Catatan Pendaki
sepasang puting yang telanjang, Sophia
kita berjalan menyusuri hutan bergaun api
melubangi jejak-jejak hijau di dekat telaga
langkahmu semakin cepat, meninggalkanku
di tempat semula kita berciuman
kemudian kau bertanya, kemana jalan
yang paling tepat untuk kita pilih kemudian
ini sudah terlampau tinggi, melihat
ke bawah hanya kutemukan bayang putih
:kabut memintal perkampungan penduduk
kita tidak akan mengeluh, Sophia, sekadar
mengucap aduh dan duduk di kening batu
alangkah tabah kaki, mengepak debu
terbang ke langit yang jauh
di sini tidak kedap suara, tetapi
kau bebas berteriak untuk luka yang fana
Yogyakarta, 2020
Jalan Menuju Pantai
kau sendiri yang mengatakan
jari dari pohonan sepanjang
perjalanan tidak henti-henti
menunjuk pusaran angin
kita berjalan ke barat
di samping kanan, jerambah
dari pusara
usianya semakin menua
seketika, kuingat kefanaan
;ombak berdebur tak kembali
desir angin tak kunjung rapi
alangkah bangat putaran waktu
detik-detik yang runcing
tiba-tiba saja sampai di laut
biru dan mata kita tak henti bertaut
Yogyakarta, 2020
Kapal Tua
bila kupulang dari perantauan
—melewati jalan biasa, ombak beriak
sisik ikan di muka laut tampak
punggung kapal ini, ibu, betapa tua
alangkah tabah lunas menerima
dan selalu pasrah membaca gerak air
setiap pagi menunggu matahari pertama
menunaikan terik di pucuk angsana
besok-besok kalau berangkat kembali
rasakan, ibu, rasakan punggung kapal ini
bunyi berderik menanggung nyeri nan ngeri
tetapi tidak ada yang mengerti
;sesungguhnya, bahasa kayu
adalah bahasa kita
bahasa ketakutan di tulang dada
Yogyakarta, 2020
Perempuan Kampung
pekan-pekan yang rumit, kemarahan
di kepala kita semakin hari semakin naik
tetapi, bibirmu tetap kembang angin
meruntuhkan musim kering di kening
matamu pikat, pendar dari seluruh jimat
aku berlindung di dalamnya
;seluruh retina terbuat dan benda
ketenangan sebagaimana di dunia
meski jauh, selalu kupersiapkan
dan terus kubusungkan lekuk dada
takut-takut kau menggelar tangis
yang tak pernah kita duga
ini hari-hari yang rumit
setiap detik,
detak kita semakin sempit
Yogyakarta, 2020
Solitude
warna dinding rumah kita sedang bercalit
sementara tubuhmu tidak kutemukan
sepanjang ranjang dari ruang depan
sampai belakang
sepotong pigura, yang merekam
wajah kita. di sana, kau menatap
mataku, kubalas memasuki matamu
tetapi sesungguhnya, tatapan kita
tidak pernah bertemu
halaman rumah kita mulai disetubuhi
ujung rumput setengah kuning
aku menatapnya sepanjang pagi
sampai beranjak nama-nama hari
Yogyakarta, 2020
Tentang Penyair
Moh.

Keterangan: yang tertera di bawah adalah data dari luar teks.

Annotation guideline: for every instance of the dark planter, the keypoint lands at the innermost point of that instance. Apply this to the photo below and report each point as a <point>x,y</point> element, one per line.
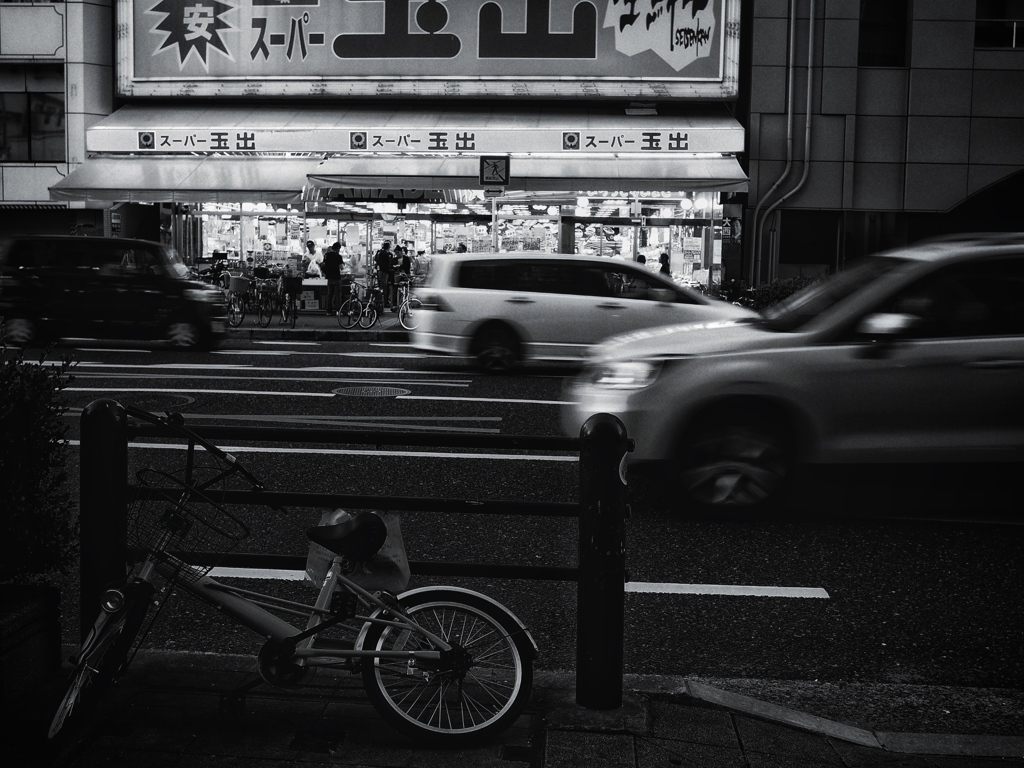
<point>30,643</point>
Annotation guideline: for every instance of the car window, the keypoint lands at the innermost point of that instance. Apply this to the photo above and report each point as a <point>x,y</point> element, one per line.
<point>805,305</point>
<point>981,298</point>
<point>536,276</point>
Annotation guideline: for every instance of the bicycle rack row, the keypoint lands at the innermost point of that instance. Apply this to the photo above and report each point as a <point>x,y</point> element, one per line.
<point>600,574</point>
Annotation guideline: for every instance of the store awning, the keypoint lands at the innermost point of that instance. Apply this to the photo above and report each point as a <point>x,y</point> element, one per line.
<point>531,173</point>
<point>186,179</point>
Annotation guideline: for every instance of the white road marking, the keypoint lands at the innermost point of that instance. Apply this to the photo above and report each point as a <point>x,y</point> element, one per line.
<point>200,391</point>
<point>342,452</point>
<point>725,589</point>
<point>273,369</point>
<point>479,399</point>
<point>660,588</point>
<point>102,349</point>
<point>193,377</point>
<point>262,352</point>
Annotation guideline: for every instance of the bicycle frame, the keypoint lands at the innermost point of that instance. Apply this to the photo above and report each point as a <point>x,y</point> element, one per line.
<point>253,609</point>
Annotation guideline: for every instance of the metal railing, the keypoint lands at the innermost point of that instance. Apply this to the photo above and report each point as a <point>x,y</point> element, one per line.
<point>600,574</point>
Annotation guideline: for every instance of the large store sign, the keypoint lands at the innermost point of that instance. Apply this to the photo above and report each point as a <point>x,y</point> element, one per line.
<point>664,139</point>
<point>529,48</point>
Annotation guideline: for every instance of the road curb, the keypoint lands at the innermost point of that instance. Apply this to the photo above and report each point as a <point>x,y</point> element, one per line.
<point>910,743</point>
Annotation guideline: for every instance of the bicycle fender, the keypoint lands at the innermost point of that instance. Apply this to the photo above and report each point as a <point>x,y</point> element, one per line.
<point>517,628</point>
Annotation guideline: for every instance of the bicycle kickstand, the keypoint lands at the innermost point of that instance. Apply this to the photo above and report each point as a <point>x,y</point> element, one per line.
<point>233,701</point>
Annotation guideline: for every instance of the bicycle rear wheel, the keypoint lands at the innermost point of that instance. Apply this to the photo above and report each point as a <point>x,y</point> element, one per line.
<point>348,315</point>
<point>368,317</point>
<point>265,309</point>
<point>408,312</point>
<point>473,693</point>
<point>103,654</point>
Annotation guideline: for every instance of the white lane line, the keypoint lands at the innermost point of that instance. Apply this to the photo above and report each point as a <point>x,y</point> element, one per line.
<point>479,399</point>
<point>658,588</point>
<point>102,349</point>
<point>272,369</point>
<point>725,589</point>
<point>307,379</point>
<point>341,452</point>
<point>200,391</point>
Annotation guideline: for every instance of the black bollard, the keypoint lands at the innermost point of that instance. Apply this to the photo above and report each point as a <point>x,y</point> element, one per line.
<point>601,591</point>
<point>103,503</point>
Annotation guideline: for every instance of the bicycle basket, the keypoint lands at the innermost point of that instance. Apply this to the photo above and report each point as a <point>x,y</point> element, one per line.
<point>238,284</point>
<point>181,526</point>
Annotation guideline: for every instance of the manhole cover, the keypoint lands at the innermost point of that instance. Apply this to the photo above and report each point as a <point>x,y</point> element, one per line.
<point>372,391</point>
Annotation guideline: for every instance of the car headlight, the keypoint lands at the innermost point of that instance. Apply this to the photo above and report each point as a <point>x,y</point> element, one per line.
<point>625,374</point>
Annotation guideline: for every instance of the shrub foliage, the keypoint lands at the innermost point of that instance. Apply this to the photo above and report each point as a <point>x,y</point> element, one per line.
<point>38,521</point>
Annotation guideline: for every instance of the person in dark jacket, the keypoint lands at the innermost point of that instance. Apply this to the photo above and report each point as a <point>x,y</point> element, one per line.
<point>331,268</point>
<point>384,261</point>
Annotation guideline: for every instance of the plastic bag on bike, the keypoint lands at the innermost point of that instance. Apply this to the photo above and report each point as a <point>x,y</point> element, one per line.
<point>387,570</point>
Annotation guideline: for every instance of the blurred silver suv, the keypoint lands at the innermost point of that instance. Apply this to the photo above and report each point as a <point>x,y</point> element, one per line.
<point>910,355</point>
<point>503,308</point>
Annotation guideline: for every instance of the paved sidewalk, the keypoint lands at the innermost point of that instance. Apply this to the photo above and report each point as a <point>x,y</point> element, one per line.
<point>178,711</point>
<point>318,326</point>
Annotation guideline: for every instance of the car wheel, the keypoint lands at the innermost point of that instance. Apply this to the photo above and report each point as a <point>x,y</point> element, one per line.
<point>740,464</point>
<point>184,334</point>
<point>496,349</point>
<point>19,331</point>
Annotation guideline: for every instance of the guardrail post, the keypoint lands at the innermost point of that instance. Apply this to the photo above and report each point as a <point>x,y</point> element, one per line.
<point>601,591</point>
<point>103,503</point>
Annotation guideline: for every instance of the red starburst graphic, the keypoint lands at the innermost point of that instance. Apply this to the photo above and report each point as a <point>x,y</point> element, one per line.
<point>193,26</point>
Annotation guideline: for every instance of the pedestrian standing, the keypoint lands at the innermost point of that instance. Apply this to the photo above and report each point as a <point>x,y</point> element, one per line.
<point>331,267</point>
<point>384,261</point>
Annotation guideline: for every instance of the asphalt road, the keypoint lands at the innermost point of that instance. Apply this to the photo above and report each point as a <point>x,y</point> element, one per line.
<point>905,577</point>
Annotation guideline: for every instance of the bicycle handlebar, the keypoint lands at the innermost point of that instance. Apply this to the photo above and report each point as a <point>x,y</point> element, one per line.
<point>176,421</point>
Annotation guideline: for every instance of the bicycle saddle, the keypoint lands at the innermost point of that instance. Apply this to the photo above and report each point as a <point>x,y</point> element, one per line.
<point>358,538</point>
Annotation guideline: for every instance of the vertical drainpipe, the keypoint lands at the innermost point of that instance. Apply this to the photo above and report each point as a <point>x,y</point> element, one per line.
<point>772,264</point>
<point>759,225</point>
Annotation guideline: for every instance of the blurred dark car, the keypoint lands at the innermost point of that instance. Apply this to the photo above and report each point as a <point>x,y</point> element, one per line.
<point>60,287</point>
<point>914,355</point>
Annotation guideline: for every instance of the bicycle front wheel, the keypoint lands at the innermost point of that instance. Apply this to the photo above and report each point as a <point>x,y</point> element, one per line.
<point>368,317</point>
<point>236,310</point>
<point>472,693</point>
<point>265,310</point>
<point>408,312</point>
<point>349,313</point>
<point>103,655</point>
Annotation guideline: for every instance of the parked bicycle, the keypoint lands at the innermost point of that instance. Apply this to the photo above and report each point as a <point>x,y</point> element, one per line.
<point>409,305</point>
<point>267,300</point>
<point>364,307</point>
<point>238,300</point>
<point>442,665</point>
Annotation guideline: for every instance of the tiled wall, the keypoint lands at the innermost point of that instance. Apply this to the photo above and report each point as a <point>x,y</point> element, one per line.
<point>77,33</point>
<point>921,138</point>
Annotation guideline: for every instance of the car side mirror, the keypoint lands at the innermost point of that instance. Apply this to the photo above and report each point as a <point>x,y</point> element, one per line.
<point>887,325</point>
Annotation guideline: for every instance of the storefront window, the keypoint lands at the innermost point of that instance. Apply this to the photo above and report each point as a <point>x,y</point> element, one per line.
<point>32,114</point>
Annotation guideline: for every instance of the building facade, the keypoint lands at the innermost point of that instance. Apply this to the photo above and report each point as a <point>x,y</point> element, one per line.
<point>754,140</point>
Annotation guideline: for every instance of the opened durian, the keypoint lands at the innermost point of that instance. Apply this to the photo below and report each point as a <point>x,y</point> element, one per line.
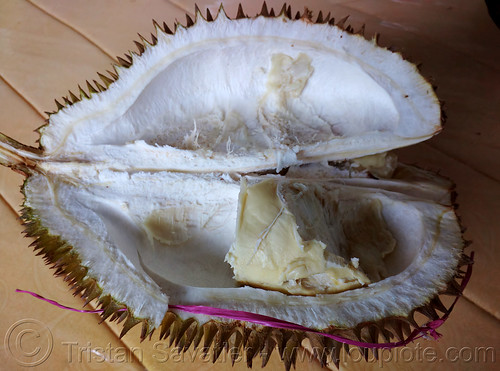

Rofqil Bazikh merupakan mahasiswa Perbandingan Mazhab UIN Sunan Kalijaga dan bermukim di Garawiksa Institute Yogyakarta. Menulis puisi di pelbagai media cetak dan online antara lain; Tempo, Kedaulatan Rakyat, Suara Merdeka, Tribun Jateng, Minggu Pagi, Merapi, Rakyat Sultra, Bali Pos, Harian Bhirawa, Duta Masyarakat, Lampung News, Analisa, Pos Bali, Banjarmasin Post, Malang Post, Radar Malang, Radar Banyuwangi, Radar Cirebon, Radar Madura, Cakra Bangsa, BMR Fox, Radar Jombang, Rakyat Sumbar, Radar Pagi, Kabar Madura, Takanta.id, Riau Pos, NusantaraNews, Mbludus.com, Galeri Buku Jakarta, Litera.co, KabarPesisir, Ideide.id, Asyikasyik.com, dll.